На вошедшее начальство даже внимания не обратили. Не успел Егоров поздороваться, как торжествующий бригадир закричал:
- Вот, полюбуйтесь, товарищи начальники, на них. Банда батьки Махно. И кино никакого не надо.
- Да замолчите вы! - оборвал бригадира Егоров и взглянул на него так, что тот сразу осекся.
- Здравствуйте, товарищи! Да у вас тут что-то вроде шахматного чемпионата. - Он стал посредине большой комнаты, обвел ее изучающим взглядом, заметил: - Что же форточку не откроете? Душно ведь.
- Кому душно, кому холодно, - отозвался юноша в чалме. - Пар костей не ломит.
Егоров иронически посмотрел на большой обеденный стол, на котором грудой стояла немытая посуда, покачал головой, скептически произнес:
- Да, товарищи. Не похоже, чтоб жили здесь медики. Ни за что не поверил бы.
- Обедали, не успели убрать, - ответил, нисколько не смутясь, юноша в чалме.
- Выходит, не напрасно жалуются на вас руководители колхоза, - продолжал Егоров, всматриваясь в лица студентов. Взгляд его задержался больше обычного на юноше с книгой. Лицо у него было открытое, доверчивое.
- Что ж это вы так?
- А собственно, как так? - спросил юноша. - Любопытно, какие к нам претензии у руководителей колхоза?
- Кринки били? Били, - снова вспылил бригадир. - Клеенка куда девалась?
- Здесь ваша клеенка, не волнуйтесь, - ответил парень в чалме. - У девчат она. В поле с собой брали от дождя. Что ж, случилось… Как в сказке про курочку рябу, мышка бежала, хвостом задела, кринка упала и разбилась. Что ж теперь делать? Придется вернуть деду и бабе не простую, а хрустальную. Только и всего.
- Хрустальная денег стоит. А вы их еще не заработали, - сказал Егоров.
- Он денег раздобудет, - иронически кивнул юноша с книгой на того, что в чалме. - У него папаша директор мебельной фабрики.

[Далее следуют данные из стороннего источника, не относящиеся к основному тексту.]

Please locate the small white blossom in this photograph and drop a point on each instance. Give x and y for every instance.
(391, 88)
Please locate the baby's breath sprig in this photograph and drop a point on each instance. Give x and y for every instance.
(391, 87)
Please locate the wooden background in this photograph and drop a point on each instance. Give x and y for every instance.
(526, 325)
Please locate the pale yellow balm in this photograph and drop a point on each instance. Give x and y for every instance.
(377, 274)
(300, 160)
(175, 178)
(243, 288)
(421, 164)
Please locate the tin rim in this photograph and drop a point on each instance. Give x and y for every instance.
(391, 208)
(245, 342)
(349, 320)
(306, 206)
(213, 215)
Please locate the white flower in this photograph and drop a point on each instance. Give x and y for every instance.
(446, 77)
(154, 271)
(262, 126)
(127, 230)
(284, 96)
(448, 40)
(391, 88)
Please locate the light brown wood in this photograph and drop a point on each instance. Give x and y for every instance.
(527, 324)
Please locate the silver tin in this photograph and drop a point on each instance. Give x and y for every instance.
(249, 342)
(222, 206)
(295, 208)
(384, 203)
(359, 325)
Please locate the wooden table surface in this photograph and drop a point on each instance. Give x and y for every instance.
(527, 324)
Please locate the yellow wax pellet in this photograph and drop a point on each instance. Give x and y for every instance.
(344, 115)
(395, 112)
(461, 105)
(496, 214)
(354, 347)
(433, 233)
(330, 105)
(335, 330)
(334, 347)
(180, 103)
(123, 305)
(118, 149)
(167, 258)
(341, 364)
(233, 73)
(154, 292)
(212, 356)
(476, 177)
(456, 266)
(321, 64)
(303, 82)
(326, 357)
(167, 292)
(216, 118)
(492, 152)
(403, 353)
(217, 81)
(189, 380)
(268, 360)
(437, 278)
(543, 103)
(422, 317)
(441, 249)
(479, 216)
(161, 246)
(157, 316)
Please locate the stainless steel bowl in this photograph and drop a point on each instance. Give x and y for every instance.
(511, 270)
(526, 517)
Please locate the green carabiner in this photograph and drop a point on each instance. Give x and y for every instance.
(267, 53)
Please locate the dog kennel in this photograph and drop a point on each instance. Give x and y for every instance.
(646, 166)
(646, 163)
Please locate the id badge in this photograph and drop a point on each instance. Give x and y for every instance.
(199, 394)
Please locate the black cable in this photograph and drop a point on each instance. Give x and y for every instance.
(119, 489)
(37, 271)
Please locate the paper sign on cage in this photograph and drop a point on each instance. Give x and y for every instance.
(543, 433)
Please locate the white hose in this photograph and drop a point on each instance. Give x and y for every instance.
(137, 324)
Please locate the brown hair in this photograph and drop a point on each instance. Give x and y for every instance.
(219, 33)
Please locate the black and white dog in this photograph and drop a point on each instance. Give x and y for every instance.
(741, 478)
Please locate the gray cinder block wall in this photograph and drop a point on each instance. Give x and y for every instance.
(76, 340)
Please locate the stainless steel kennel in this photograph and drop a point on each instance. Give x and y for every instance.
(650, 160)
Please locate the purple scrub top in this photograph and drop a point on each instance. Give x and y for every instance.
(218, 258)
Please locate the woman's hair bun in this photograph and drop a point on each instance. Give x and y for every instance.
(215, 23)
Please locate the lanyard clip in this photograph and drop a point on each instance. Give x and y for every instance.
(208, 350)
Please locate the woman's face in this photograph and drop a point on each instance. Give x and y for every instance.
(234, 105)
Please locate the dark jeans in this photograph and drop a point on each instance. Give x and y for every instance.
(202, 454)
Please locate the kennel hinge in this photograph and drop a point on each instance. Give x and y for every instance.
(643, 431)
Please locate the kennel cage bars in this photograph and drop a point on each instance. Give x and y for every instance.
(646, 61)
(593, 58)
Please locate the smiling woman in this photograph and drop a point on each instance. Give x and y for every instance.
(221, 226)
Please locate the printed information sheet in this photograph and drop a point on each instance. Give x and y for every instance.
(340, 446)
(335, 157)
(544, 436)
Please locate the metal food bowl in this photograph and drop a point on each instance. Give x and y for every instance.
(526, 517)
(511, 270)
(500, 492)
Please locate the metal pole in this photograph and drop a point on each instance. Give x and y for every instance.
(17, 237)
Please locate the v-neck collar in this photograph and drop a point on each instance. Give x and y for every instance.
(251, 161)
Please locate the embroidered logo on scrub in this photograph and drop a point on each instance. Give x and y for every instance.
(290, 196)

- Вот оно что! - Егоров пристально, испытующе уставился на директорского сына. - Значит, можно вовсю распоряжаться отцовской сберкнижкой?.. А что будет потом? Ну, когда на счету останется нуль целых? Мм-да… Но главное, ребята, не в кринке и не в клеенке, - продолжал озабоченно Егоров, всматриваясь в глаза студентов. - Главное в другом. В халатном отношении к делу. Ведь вы приехали сюда помочь людям. А получается так, что ваша работа идет не на пользу людям, а во вред. Половина картофеля остается на поле. Это уже не работа, а настоящий брак. Куда ж такое годится?
Парень в чалме потихоньку отступил назад, незаметно вышел и вернулся уже одетым и без чалмы, но в разговор не вступал. Появились из соседней комнаты девушки, узнав о приезде секретаря обкома.
- А теперь, товарищи, выкладывайте ваши претензии к руководителям колхоза. Я получил вашу телеграмму. Ну, прошу вас…
Студенты молчали, отводя в сторону смущенные взгляды.
- Ну, что ж, говорите, товарищи, давайте разберемся. Кто давал телеграмму?
Все повернулись в сторону директорского сына, и взгляды их говорили: 'Что ж молчишь? Отвечай'.
- Я давал телеграмму, товарищ Егоров, - сказал парень. - Были у нас претензии на первом этапе. А теперь обе стороны пришли к взаимопониманию.